I recommend that you sketch a graph of this parabola and include it in your solution to help visualize the problem. Just make a quick table of values. Plot the vertex you just found, and choose one or two other points on each side of the
vertex.
Part (b)
The vertical line test checks if a graph is a function or not. If a vertical line can never pass through more than one point on the graph, the graph represents a function
The horizontal line test checks if a graph's inverse would be a function. If a horizontal line can never pass through more than one point on the graph, then its
inverse would be a function.
A graph is a one-to-one function if and only if it passes both the vertical and horizontal line tests. That proves that for any one value of x there is only one value of y on the graph. The function is one-to-one.
Sketch the graph of the parabola, and it is obvious that it fails the horizontal line test. So you must restrict the domain to
make it one-to-one. The most logical thing to do is to restrict the domain to all the x values starting from the vertex and to the right.
Part (c)
Be sure to use the (h, k) form they had you generate in part (a). Much easier to do the algebra with that one.
I show you how to find the inverse of a function in Lesson 8 of my book (just after
question 4 in the lecture, page 230). I like to immediately have x and y change places, then proceed to isolate y.
Once you have isolated y, make sure you replace y with f^-1 (x), the f-inverse symbol.

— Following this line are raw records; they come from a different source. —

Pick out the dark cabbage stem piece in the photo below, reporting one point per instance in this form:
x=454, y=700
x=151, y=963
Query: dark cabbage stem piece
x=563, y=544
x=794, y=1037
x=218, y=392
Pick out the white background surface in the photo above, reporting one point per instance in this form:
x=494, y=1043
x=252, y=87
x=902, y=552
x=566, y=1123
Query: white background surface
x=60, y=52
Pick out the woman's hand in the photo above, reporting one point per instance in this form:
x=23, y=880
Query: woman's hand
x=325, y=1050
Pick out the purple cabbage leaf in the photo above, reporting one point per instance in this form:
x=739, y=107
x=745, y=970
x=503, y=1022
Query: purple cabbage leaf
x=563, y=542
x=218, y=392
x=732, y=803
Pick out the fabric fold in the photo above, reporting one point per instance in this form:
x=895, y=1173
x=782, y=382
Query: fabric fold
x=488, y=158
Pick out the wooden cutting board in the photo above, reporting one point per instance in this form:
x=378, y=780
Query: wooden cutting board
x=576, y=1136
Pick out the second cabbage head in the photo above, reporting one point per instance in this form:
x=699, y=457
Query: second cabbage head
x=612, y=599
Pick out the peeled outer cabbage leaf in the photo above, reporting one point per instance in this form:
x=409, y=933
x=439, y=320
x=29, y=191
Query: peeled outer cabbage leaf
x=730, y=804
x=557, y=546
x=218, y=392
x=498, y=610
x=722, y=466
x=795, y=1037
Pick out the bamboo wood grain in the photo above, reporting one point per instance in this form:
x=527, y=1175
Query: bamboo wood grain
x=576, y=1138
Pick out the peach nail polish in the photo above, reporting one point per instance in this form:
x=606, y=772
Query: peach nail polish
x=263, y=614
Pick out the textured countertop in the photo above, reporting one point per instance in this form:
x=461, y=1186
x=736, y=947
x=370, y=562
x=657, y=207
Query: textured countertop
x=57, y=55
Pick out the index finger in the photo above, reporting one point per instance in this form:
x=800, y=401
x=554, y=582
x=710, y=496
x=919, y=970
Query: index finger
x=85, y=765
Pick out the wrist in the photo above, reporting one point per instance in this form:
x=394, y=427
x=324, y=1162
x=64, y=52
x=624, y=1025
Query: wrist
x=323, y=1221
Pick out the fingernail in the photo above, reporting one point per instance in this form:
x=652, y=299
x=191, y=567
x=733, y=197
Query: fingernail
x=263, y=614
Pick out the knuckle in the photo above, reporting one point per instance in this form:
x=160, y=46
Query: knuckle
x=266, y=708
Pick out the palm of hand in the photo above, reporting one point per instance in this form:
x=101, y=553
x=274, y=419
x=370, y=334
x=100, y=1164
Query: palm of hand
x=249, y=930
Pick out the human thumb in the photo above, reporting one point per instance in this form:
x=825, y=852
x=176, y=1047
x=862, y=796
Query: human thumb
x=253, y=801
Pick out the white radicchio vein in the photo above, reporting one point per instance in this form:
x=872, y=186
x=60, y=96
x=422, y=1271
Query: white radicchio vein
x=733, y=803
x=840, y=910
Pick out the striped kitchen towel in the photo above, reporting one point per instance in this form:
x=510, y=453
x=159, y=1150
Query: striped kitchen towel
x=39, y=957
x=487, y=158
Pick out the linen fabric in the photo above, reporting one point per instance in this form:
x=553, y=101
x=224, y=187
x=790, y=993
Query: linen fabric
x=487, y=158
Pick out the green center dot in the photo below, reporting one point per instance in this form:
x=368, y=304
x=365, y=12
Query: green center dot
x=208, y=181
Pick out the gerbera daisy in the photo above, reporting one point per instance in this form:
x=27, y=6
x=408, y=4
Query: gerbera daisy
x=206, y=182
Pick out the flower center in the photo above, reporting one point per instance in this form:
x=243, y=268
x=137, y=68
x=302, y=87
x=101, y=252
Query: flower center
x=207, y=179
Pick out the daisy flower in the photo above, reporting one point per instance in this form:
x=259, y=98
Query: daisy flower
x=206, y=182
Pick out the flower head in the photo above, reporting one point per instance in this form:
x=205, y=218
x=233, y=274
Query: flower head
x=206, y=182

Since an inverse changes the x and y around, it is sort of rotating a graph sideways (and flipping it). What was vertical becomes horizontal, and vice-versa. Thus, a graph that passes
the horizontal line test, will have an inverse that passes the vertical line test, proving that the inverse will be a function. Only one-to-one functions will have inverses that are also function.
Part (d)
The domain and range for f(x) should be obvious from the sketch you made earlier in the question (but, remember, you must use the restricted domain you identified in part (b) for the one-to-one function).
Part (e)
The domain and range of the inverse function are easy. The domain of f is the range of f-inverse, and the range of f is the domain of f-inverse. Just reverse the answers for part (d).